|March 25, 2014|
Previously published on March 24, 2014
From 6 April 2014 employers are going to be affected by a significant change to the process for starting a tribunal claim in the form of mandatory pre-claim conciliation through ACAS.
Whilst the responsibility for referring the matter to ACAS falls squarely on the employee (employers can start the process if they wish, but have nothing to lose if they don’t) the practical implications of the new process will affect employer and employee alike.
The essence of the scheme, which comes into effect on 6 April 2014 and will be compulsory for all claims started on or after 6 May 2014, is a set of four steps:
- Step 1. Before lodging a claim the employee must send ACAS either by phone or by submitting a form online or by post, details of the names and addresses of the employer and the employee.
- Step 2. ACAS must then send a copy of the information to a conciliation officer.
- Step 3. The officer must try to promote a settlement within a 'prescribed period‘of one month...
- Step 4. If a settlement is not reached, (because either party refuses, or ‘settlement is not possible’ or the prescribed period expires), the officer must issue a certificate to that effect.

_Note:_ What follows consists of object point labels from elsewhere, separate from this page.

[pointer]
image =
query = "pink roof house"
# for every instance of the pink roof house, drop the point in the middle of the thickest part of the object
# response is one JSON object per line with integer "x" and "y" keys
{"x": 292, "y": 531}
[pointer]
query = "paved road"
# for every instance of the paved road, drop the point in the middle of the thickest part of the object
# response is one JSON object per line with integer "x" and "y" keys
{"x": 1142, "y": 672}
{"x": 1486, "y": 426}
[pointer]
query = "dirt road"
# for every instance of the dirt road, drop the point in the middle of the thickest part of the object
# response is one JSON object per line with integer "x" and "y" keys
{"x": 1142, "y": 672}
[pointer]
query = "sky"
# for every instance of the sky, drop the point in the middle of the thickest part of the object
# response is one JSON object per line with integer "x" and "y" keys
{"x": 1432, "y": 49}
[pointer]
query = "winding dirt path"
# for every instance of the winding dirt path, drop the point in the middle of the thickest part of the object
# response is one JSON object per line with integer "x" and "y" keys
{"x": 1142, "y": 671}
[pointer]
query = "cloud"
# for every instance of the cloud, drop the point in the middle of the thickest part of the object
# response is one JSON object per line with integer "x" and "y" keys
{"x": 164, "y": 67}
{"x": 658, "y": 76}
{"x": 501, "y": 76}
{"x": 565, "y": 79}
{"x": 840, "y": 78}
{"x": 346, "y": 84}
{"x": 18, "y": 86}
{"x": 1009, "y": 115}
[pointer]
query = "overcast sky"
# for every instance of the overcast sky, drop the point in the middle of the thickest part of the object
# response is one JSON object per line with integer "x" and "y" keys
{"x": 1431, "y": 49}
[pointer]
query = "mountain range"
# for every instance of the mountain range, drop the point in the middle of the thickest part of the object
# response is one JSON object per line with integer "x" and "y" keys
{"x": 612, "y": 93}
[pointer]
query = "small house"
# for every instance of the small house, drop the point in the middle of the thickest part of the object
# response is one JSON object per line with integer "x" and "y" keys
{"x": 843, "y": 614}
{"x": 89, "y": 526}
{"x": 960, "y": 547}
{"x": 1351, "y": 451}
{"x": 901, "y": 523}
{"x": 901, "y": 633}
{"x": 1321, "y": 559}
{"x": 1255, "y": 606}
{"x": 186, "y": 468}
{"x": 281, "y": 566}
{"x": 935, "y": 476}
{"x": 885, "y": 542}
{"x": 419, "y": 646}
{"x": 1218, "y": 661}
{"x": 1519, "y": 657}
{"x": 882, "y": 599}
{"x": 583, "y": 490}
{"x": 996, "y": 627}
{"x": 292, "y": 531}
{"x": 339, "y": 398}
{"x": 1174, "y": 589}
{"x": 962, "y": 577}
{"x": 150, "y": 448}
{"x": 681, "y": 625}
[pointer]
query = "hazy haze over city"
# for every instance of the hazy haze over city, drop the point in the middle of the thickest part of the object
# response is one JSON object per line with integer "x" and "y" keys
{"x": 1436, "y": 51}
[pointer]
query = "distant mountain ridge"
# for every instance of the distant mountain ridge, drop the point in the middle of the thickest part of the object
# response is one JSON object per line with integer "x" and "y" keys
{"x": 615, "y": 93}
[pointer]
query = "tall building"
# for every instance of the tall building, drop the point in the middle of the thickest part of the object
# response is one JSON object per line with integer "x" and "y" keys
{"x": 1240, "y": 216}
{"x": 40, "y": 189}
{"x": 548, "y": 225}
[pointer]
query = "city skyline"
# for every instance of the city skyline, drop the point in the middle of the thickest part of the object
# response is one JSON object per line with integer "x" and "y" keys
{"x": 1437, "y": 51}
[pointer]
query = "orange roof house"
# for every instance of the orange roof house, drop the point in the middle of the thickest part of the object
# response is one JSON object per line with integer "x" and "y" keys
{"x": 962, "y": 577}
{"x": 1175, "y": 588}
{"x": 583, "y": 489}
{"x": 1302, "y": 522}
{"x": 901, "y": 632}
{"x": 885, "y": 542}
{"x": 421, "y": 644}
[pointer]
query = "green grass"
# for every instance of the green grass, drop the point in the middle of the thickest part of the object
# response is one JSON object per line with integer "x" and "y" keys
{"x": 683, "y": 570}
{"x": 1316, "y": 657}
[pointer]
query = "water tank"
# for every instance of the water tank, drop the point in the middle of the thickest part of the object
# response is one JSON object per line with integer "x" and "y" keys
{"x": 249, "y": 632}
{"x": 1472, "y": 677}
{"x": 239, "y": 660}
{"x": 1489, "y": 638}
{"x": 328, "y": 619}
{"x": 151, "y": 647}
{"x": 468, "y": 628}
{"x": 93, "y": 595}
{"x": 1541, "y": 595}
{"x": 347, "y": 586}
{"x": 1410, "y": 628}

The employee will not be able to start a tribunal claim without this certificate. The certificate will contain a unique registration number, which will have to be entered on the tribunal claim form.
On the face of it this is a procedure that will have little impact on the employer. ACAS will only contact the employer if the employee consents and so the employer may not even become involved in an attempt at conciliation. There are no penalties for an employer that does not want to conciliate.
However the new rules are not without their downside for employers, in particular in relation to time limits for bringing a claim to the tribunal. During the conciliation period the clock stops for the purposes of the time limit, adding up to a month to the normal time limit for bringing a claim. In some case that extension might be even longer, as the rules state that an employee will always have at least a month after the end of the conciliation period to bring a claim. If the employee does not want ACAS to contact the employer, the employer will not necessarily know that the employee is contemplating a claim and might therefore find that a claim is commenced some time after the three month time limit to which everyone is accustomed. That could cause problems for employers defending cases some months after the events about which the employee is complaining.
Again it is too early to give any clear prediction about the impact of this reform. Recent statistics from the Ministry of Justice show a sharp drop in the number of cases started in the employment tribunal since the introduction of fees in July last year. Mandatory pre-claim conciliation may well enhance this effect. But commentators have expressed scepticism about how keen employers will be to conciliate claims before employees have shown their commitment by paying the fee, arguably undermining the objective of the reforms.